Дядюшка Дэн взъерошил редкие, с остатками былой кучерявости, волосёнки, встряхнулся – где наша ни пропадала, только не в доме с прекрасной дамой – и стал похож на воробья. Или на гастарбайтера, готового поработать кем угодно, хотя бы официантом, если найдутся стаканчики.

Царственность её указательного взмаха тонула в смешинках на щеках и в глазах. Слова пропадали в журчащем голосовыми переливами смехе детской радости и искренности!

Он с радостью почувствовал, как здорово быть смешным и вызывать весь этот каскад искрящихся масок очаровательной радости на лице женщины!

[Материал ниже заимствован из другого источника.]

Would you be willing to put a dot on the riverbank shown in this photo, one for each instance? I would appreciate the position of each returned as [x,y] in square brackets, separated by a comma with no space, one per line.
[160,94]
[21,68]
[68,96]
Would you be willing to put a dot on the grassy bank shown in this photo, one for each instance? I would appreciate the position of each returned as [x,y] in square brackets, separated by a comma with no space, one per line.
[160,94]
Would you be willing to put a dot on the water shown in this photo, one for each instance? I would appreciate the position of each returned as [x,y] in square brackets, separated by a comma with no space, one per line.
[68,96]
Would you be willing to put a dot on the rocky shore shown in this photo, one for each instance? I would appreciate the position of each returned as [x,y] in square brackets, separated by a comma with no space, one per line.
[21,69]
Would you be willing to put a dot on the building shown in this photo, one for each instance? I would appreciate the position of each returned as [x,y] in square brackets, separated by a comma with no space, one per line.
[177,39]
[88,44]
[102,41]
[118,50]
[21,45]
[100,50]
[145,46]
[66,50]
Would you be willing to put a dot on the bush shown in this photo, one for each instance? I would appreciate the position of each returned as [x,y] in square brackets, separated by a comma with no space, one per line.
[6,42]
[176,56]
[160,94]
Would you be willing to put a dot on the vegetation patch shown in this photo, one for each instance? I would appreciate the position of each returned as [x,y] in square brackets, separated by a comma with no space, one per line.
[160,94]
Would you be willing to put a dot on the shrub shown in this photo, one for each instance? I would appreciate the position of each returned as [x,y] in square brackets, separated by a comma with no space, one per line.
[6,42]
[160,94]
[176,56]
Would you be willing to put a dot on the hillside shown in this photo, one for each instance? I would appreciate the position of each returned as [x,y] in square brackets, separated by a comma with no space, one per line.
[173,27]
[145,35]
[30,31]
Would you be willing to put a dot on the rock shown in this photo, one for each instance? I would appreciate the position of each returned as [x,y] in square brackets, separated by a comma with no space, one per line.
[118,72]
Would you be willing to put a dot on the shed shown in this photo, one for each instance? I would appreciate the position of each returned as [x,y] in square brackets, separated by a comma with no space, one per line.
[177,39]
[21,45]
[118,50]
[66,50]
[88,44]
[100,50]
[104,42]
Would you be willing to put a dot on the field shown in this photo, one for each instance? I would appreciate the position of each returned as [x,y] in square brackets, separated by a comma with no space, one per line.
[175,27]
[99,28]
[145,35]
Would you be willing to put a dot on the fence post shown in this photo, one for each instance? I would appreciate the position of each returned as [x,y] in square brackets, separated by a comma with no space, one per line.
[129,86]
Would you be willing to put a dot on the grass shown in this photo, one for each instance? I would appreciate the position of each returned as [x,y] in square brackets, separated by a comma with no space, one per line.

Недавний сутулый счетовод с нелепой авоськой вдруг выпрямился и пошёл за указующим перстом дамы в позе бравого, вытянутого в струнку официанта с подобострастно оттопыренным задом. Откуда взялась эта смешная осанка – он и сам не понимал. Видел где-то на старой картине:

– О-о! Две серебряные стопки – подойдёт!

Налитое – выпито! Выпито со сладким чувством соучастия – в ощущении вкуса коньяка и радости жизни.

– И снова налито.

– И всё-таки о сакраментальном на этом старинном акварельном плакате. Что здесь написано на плакате такими крупными буквами? Прямо как чугунным литьём.

– Это на французском. – Аглая с пафосом прочла, – Blue De schamps. En vente ici. Поняли?